Quanto o harness muda a nota?▼
Depende da tarefa, mas o efeito é grande. A LangChain teve +13.7 pontos no Terminal Bench 2.0 só trocando o harness. Segundo a Scale e a Digital Applied, na variante Pro do SWE-bench o scaffold sozinho responde por cerca de 5.2 pontos de variação, e swings de 10 a 20 pontos são atribuídos ao harness.
Como comparar agentes de forma justa?▼
Mantenha o eval harness constante, divulgue o agent harness de cada um e reporte os dois. Zhang et al. argumentam que comparações de leaderboard sem divulgar o harness são incompletas e potencialmente enganosas. Sem essa divulgação, a diferença de nota pode ser do scaffold, não do modelo.

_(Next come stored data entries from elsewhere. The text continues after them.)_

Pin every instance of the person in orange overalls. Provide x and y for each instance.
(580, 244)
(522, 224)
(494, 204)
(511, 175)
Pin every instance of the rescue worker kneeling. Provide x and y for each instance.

O harness importa mais que o modelo?▼
Em tarefas de horizonte longo, Zhang et al. dizem que o harness é frequentemente mais influente que o modelo. Não é sempre, e o modelo continua contando. O ponto é que você não consegue isolar o modelo sem fixar o harness. Os dois são variáveis; em tarefas longas, o scaffold costuma dominar.
Iguale o eval harness, divulgue o agent harness. Sem isso, a nota não fala do modelo, fala do scaffold.